Man of steel leads Buc defense to victory
Rick Stroud, The St.Petersburg Times, published 1 December 2008

Jermaine Phillips is a walking hardware store. He has broken his right forearm twice and still has a metal plate holding one of the bones together. There also is a screw left over from a plate (since removed) from a broken right thumb. Another plate was surgically attached to the left forearm he fractured on Oct. 26 at Dallas. "So I have two plates one on each side," Phillips explained.

According to the 29-year-old safety, they present no problem getting through airport metal detectors. "Not yet. I guess the terrorist alert is not high enough yet to set it off," Phillips said. On Sunday, the Bucs' man of steel became the man of steal. Playing his first game in more than a month, Phillips provided a clutch, fourth-quarter interception of New Orleans' Drew Brees to set up Matt Bryant's winning 37-yard field goal with 1:55 remaining in the Bucs' 23-20 victory.

Brees, who hung 51 points on the Packers on Monday and is on pace to break Dan Marino's season yardage record, passed for 296 yards and two touchdowns. But the Bucs intercepted him three times, including once on a pass deflected in the end zone by cornerback Ronde Barber and caught by linebacker Cato June. Cornerback Phillip Buchanon sealed the deal when he stole a pass intended for Lance Moore with 1:36 remaining.

The victory improved the Bucs to 9-3 and kept them tied atop the NFC South with the Panthers heading into their Monday night showdown in Charlotte, N.C. No interception was bigger than Phillips'. He was having, arguably, the best season of his seven-year career when he broke his left forearm.

"I like to say I'm a human sacrifice," Phillips said. "I throw my body in there at will for the team. I love to do it. That's my role, and that's what I'm going to do. It's either I'm playing real physical and I'm going to break some bones, which happens, or I've got some really weak bones and I need to drink more milk."
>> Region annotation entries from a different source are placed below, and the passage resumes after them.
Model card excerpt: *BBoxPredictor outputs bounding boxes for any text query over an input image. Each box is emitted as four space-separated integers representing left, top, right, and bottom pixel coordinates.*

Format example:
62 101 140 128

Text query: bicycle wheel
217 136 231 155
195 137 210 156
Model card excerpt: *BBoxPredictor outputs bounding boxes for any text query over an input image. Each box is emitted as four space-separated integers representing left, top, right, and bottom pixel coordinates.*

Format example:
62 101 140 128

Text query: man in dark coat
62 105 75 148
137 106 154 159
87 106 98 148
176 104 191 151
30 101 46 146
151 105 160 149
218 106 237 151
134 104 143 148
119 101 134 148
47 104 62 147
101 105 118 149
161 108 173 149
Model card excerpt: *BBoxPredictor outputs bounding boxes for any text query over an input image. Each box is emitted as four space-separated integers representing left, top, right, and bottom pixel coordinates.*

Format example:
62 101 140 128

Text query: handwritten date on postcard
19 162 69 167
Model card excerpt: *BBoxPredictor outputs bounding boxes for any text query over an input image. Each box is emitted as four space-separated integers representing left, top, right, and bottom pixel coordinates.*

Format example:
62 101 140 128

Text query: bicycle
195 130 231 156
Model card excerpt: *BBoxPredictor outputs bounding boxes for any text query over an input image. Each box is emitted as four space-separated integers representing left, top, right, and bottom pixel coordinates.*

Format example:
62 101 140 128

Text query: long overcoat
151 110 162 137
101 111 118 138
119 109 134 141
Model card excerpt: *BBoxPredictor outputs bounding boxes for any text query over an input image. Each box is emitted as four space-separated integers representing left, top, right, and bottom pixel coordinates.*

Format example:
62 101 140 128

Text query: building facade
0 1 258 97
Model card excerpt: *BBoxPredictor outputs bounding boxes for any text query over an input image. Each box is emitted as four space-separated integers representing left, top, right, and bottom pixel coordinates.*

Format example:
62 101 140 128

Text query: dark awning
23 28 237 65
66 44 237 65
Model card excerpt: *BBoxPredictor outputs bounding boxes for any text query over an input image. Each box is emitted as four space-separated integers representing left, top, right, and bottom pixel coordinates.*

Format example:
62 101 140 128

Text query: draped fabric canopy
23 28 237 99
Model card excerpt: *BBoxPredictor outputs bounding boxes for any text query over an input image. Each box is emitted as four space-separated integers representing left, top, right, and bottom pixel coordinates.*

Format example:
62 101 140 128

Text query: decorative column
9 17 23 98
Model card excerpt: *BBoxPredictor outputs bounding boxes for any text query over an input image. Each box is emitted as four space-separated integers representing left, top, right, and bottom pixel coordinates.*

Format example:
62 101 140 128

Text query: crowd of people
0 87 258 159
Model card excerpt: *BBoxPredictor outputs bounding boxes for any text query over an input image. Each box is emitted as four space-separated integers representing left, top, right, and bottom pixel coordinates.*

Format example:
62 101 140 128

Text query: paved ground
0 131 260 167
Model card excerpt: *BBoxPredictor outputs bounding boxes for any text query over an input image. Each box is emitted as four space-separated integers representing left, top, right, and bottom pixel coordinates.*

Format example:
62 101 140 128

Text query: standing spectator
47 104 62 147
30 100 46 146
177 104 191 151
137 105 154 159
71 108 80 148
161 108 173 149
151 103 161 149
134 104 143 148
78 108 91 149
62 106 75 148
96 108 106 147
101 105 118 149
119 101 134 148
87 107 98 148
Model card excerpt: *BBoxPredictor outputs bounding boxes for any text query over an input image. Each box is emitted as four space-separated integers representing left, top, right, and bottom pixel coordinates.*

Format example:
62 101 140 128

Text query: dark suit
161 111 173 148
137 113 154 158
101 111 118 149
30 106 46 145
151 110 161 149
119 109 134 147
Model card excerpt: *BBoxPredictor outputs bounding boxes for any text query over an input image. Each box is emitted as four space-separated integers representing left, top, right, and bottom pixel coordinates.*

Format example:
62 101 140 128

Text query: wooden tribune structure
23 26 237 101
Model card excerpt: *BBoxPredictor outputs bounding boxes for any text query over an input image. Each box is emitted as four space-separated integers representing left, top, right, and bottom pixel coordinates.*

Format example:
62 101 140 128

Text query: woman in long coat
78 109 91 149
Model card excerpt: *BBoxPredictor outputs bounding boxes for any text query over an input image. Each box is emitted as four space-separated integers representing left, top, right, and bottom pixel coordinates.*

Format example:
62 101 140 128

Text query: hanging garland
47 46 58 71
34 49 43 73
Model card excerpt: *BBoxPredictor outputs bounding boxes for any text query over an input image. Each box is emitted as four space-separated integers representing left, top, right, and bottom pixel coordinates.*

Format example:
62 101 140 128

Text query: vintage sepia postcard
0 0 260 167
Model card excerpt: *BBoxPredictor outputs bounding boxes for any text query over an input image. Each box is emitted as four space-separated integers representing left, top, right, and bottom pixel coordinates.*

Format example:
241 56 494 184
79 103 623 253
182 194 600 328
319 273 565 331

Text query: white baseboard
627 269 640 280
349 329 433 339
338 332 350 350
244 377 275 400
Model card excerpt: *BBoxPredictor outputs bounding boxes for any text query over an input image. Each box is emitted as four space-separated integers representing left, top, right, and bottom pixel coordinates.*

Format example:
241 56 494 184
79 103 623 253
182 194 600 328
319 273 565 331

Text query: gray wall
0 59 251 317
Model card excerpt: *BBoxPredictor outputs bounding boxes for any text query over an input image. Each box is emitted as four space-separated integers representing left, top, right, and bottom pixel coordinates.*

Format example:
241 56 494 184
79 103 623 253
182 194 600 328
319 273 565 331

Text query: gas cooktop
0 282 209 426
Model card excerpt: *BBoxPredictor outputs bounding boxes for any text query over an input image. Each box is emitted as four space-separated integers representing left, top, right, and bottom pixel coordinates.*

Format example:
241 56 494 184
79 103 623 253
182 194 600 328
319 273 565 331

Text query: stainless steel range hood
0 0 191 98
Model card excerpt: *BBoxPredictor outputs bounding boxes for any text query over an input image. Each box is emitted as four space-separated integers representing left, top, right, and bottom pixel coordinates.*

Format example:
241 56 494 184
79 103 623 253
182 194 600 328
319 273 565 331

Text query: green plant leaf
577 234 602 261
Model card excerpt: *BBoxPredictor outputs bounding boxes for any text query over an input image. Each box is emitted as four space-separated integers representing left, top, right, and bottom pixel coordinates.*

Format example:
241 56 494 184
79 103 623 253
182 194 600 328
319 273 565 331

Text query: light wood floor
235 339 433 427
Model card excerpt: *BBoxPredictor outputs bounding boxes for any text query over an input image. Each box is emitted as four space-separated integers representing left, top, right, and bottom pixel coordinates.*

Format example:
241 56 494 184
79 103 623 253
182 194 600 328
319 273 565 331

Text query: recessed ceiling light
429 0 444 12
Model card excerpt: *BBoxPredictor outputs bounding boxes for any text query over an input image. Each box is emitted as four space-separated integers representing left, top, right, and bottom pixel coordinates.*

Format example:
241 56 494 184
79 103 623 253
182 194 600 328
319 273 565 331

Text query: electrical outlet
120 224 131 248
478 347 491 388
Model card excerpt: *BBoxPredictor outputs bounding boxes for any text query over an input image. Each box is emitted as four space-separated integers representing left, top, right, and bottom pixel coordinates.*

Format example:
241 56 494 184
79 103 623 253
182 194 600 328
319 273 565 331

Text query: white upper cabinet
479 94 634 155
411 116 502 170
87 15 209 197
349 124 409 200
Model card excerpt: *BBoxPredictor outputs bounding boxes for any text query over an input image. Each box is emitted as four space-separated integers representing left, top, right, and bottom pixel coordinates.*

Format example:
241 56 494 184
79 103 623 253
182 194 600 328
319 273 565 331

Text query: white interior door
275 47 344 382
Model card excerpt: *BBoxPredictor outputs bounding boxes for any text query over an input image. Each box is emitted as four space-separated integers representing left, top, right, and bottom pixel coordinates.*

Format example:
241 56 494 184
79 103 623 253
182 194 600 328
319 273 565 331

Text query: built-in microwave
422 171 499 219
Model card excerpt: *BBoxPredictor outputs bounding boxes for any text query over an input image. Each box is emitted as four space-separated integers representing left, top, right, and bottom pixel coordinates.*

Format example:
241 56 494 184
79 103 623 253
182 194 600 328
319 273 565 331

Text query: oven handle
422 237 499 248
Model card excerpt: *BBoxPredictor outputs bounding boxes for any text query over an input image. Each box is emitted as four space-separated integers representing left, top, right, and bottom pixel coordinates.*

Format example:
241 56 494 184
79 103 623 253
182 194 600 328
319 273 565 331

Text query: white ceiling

Because of the bye, he missed only three games but attended meetings and tutored his eventual replacement, Sabby Piscitelli. "He said to Sabby, 'If you want to watch film, I'll watch film with you. Just let me know,' " linebacker Barrett Ruud said. "He was out there working out when we were practicing. He's always like that."

Phillips said he sent a text message to Piscitelli before the Chiefs game on Nov. 2, his first start, that read, "Hey, man, this is your opportunity. It doesn't matter how it got there, just go show the world what Sabby is about."

Phillips can become a free agent at the end of the season and knows Piscitelli, a second-round pick in 2007, is here to take his job. But he said he doesn't worry about it. "Enjoy the people you're around while you're here, and if you can help somebody out, help them out," Phillips said. "That's what (John) Lynch and Dexter (Jackson) did for me, and I just want to continue to do that for them. When it comes down to it, this game is bigger than me. This safety position in Tampa, I want it to carry on."

Wearing a pad on his left forearm, the bones and metal plate held up fine Sunday. His mettle was tested, too. "I don't know how many bones I've broken," Phillips said. "But I always say I've won more battles than I've lost."

The Bucs defense also got a little help from the weather. Rainy, windy conditions made it tough for Brees and the Saints to stay hot throwing the football. In fact, the Bucs had another interception in the end zone by Tanard Jackson erased when Barber was penalized for illegal contact on tight end Jeremy Shockey. Three plays later, the Saints cut the Bucs' lead to 20-17.

"I thought it was a bad call," Barber said. "It was away from the play. It had no bearing on the outcome of the play. I feel bad for T-Jack. Because of that call, it took away an interception, and it was a scoring drive."

Barber, who returned one of his two interceptions at Detroit last week for a touchdown, was all over the field again Sunday. He finished with seven tackles, a tackle for a loss and three pass breakups. "For whatever reason, I find my stride at the end of the season," Barber said.

By far, Barber's best play was the pass he tipped to June in the end zone. His assignment was to cover the outside receiver, but experience told him Brees would try to hit Shockey on the seam route over June. "It was the same touchdown that Jerramy Stevens caught after my first interception last week in Detroit," Barber said. "Knowledge is power."